Maxwell Davenport Taylor was born in 1901 in Keytesville, Missouri. He remained in his hometown through his youth, before moving on to finish his formal education at West Point, graduating in 1922.

He lived with the usual hardships of a military officer during the The Great Depression, until the start of World War II. This heralded massive growth in the industry of turning young men into meat.

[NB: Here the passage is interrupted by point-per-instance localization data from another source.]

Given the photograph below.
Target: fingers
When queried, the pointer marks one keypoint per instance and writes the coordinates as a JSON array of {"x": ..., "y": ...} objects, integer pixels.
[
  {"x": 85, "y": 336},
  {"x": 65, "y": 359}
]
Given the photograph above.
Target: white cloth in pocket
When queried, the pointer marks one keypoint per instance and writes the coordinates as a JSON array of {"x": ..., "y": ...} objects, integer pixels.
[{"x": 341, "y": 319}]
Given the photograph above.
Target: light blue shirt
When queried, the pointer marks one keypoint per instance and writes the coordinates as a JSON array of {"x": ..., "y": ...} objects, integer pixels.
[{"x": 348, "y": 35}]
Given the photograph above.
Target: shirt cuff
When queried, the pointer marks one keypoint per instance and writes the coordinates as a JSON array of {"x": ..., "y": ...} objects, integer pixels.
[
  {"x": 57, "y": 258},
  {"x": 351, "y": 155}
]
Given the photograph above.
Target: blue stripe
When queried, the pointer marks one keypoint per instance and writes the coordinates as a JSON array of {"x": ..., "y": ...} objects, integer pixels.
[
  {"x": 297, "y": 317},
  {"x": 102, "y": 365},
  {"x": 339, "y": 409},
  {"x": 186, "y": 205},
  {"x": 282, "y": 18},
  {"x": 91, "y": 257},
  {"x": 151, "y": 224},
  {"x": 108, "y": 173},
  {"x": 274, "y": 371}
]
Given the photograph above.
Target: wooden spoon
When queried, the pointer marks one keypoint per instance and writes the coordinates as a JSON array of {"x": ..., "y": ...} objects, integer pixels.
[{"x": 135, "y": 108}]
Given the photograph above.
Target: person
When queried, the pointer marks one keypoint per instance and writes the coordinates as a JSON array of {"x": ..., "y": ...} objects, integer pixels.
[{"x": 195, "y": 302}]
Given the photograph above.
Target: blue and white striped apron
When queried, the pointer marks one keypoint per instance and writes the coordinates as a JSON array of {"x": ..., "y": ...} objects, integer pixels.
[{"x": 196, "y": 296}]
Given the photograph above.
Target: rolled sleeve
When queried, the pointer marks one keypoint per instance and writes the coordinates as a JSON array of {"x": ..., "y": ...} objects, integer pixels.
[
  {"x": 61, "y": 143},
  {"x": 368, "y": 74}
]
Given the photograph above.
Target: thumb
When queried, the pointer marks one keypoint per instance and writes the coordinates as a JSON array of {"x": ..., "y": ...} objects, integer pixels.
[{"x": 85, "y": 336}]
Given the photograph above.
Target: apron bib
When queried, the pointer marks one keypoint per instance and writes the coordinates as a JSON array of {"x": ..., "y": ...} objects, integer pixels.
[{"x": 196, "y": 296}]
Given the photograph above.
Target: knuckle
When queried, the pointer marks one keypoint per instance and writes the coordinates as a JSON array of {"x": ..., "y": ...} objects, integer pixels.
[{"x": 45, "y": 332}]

He helped to organize the first United States Airborne Division at the start of hostilities, and became the Artillery Commander of the 82nd Airborne.

In 1943, after fighting in Sicily, General Taylor was chosen to undertake a secret mission behind enemy lines. Travelling to Rome in small boats, and a Red Cross ambulance, he met with authorities in an attempt to persuade them to hand over their airfields to him instead of the evil Nazis. He failed, and the next day found him fighting alongside his troops during the invasion of the boot.

In 1944, he was given command of the 101st Airborne Division and he fought with them on D-Day, during the invasion of Normandy, the air assaults in Holland, and afterwards through Germany.

After the war ended in 1945, he was given a position as Superintendent of West Point, and he dedicated himself to spitting out cadets polished to a high sheen.

In 1949, he was moved to Europe as the U.S. Commander in Berlin, but just when he started to get cozy there, hostilities broke out in Korea. In 1951, he was sent to the peninsula to direct the UN forces there as Commanding General of the 8th Army.

After two years of land war in Asia, he put down any remaining guns he might have been carrying, and picked up a pen and a pointy stick as U.S Army Chief of Staff.

He spent several of the following years whispering in the president's ear and pointing at maps, until he got into a disagreement with Dwight D. Eisenhower over nuclear weapons, and resigned in a huff in 1959.

In 1962, he again raised his pointy stick high after John F. Kennedy appointed him Chairman of the Joint Chiefs of Staff. Never one to sit still for long, he left the job for a new spot as Ambassador to South Vietnam in 1964. He only lasted a year, but in that time his urging for U.S. involvement in the Vietnam War helped influence the expansion of the conflict.

He settled down and stopped job hopping after that, writing memoirs and killing time until he died in 1987 after suffering from Amyotrophic Lateral Sclerosis (Lou Gehrig's Disease).

He is buried in Section 7-A at Arlington National Cemetery, right near the Tomb of the Unknowns.